Ortaçağ’ın en korkutucu hastalıklarından biriydi cüzzam. Kırış kırış, şişmiş, bozulmuş derinin görüntüsü öyle korkunçtu ki, cüzzamlı gören yolunu değiştirir, onlara yaklaşmamaya çalışırdı. Cüzzamlılar toplumdan dışlanırdı.
Bugün de ülkemizde “cüzzamlı” muamelesi gören bir köpek cinsi var. Pitbull’lar. Adı bile bazılarını korkutmaya yetiyor. Zaten ülkemizde “yasaklı” statüsündeki bir cins. Kavgacı, saldırgan, tehlikeli deniyor onlar için… Halbuki kavgacı olan da, saldırgan olan da, tehlikeli olan da köpek değil sahibi… Yani insan.

***

Köpek dövüşlerinde kullanıyorlar pitbulları… Ya da çevresindekilere gözdağı vermek isteyenler alıyor onları. Kavgacı olsun, saldırgan olsun diye dövüle dövüle eğitiliyorlar. Zavallı hayvanlar başka türlü bir dünya bilmiyor. Sonra; gazetelerde “pitbull adama saldırdı” diye okuyoruz. Sahibinden, onu böyle yetiştiren kişiden söz eden olmuyor.  
Halbuki pitbull’lar dünyanın belki de en şanssız, en çok istismar edilen köpekleri… Canavar değiller. Annelerinin karnından saldırmaya programlı olarak doğmuyorlar.

***
Geçtiğimiz gün İzmirli hayvan hakları savunucusu Füsun Yağcı birkaç fotoğraf paylaştı Facebook sayfasından. Bakarken içim cız etti. Bir deri bir kemik kalmış, yüzleri ve vücutlarının birçok yerinde, izleri silinmeyecek cinsten yara ve bereler bulunan beş tane pitbull. O gözlerdeki hüznü bir görebilseniz… Üçünü Tepecik’ten, ikisini ise Sasalı’dan almış. Füsun Hanım’ın pitbull’larla ilk karşılaşması değil bu. Kurtarabildiği kadarını kurtarmaya gayret ediyor. Durumlarını sorduğumda şöyle anlatıyor:
“Sağlık durumları kötü. Bazı aldıklarımın çok daha kötü olabiliyor. Bunlardan birinde şu an erlişya- kan paraziti var, allahtan diğer ikisinde yok. Ama aynı zamanda boğmaca da var. Yine de buna da şükür diyorum. Pansiyonlarda sayısını unuttuğum köpeğimiz var. Ödeyemiyoruz. Ama görmezden de gelemedik. Maalesef çok zor durumları. Ve yetişemiyorum da, çok az insan var ilgilenen, korumaya çalışan. Geçici yuva bulunmuyor. Hayvanseverlerin bile çoğu uzak duruyor. Bu hayvanları istismar edenlerden şikayetçi de olamıyoruz. Çünkü pitbullar yasaklı ırk. Resmi şikayet yaparsak, hayvanlar direkt barınağa alınır tutanak ile. Konu yasaklı ırk olunca, barınaklara eğer girerlerse bir daha ömür boyu çıkamıyorlar. Kafeste ölene kadar kalıyorlar ki zaten çoğu zaman da 1-2 sene içinde kafeste ölüp gidiyorlar. Eğer ki uyutulmazlarsa tabii…”

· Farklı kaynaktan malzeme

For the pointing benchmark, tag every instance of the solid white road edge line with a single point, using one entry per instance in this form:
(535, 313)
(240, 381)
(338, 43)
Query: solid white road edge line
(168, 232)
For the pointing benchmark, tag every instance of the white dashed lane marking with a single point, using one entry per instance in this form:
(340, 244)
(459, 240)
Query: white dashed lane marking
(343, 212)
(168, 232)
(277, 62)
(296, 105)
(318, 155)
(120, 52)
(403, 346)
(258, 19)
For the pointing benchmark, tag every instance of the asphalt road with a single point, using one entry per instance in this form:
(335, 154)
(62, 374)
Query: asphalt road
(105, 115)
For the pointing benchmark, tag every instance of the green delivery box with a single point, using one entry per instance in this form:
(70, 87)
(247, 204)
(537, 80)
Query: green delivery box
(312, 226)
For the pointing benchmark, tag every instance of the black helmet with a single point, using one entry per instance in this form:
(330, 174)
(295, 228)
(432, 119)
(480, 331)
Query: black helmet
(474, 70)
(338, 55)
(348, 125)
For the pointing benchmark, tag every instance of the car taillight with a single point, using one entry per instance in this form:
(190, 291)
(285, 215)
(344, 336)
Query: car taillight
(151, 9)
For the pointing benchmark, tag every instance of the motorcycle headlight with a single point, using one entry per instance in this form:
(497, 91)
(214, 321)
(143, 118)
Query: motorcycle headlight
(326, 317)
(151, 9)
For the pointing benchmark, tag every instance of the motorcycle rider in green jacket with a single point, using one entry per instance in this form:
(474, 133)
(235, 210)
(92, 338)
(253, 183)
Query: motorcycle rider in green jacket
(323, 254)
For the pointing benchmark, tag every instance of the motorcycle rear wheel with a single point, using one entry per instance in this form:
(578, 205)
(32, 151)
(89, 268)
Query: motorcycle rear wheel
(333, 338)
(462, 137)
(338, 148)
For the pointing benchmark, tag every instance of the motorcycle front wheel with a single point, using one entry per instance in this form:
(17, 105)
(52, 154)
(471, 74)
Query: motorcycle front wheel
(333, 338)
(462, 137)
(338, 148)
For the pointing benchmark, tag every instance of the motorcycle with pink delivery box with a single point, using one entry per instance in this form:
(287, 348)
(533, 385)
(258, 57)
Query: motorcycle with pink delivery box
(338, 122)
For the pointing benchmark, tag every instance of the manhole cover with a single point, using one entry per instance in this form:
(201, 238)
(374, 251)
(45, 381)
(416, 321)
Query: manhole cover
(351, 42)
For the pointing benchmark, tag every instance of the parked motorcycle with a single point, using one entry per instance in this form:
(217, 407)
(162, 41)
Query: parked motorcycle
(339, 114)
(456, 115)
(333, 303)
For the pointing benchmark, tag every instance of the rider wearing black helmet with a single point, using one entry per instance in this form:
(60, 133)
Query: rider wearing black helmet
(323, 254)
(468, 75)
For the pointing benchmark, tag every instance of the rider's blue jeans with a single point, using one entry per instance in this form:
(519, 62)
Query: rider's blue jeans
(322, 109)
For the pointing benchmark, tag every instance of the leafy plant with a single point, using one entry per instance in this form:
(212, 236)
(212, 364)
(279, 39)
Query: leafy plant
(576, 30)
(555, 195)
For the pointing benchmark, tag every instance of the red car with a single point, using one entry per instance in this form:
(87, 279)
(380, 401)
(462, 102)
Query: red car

Yukarıdaki satırları iyice, bir kere daha okuyun. İşkence ile eğitilen, korkunç şartlarda yaşamaya mahkum edilen bu canların hakkını korumak yasak bu ülkede. Hayvan severim diyenler bile cüzzamlı gibi kaçıyor onlardan. Onları bu hale getirenler elini kolunu sallaya sallaya dolaşırken, pitbull’lar kafeslere kapatılıyor; müebbete mahkum ediliyor.
Yazık değil mi bu hayvanlara? Kimse dur demeyecekti bu drama?
Yetkililere soruyorum; yasaklı deyip kestirip atmakla düzeliyor mu işler? Bir şeyleri yasaklayacaksanız eğer; istismarcı, şiddet yanlısı insanların pitbull’ların yanına yaklaşmasını yasaklayın bir zahmet.
Ve bir kez daha söyleyelim: Bu hikayenin kötü adamı değil, mağdurudur pitbull’lar.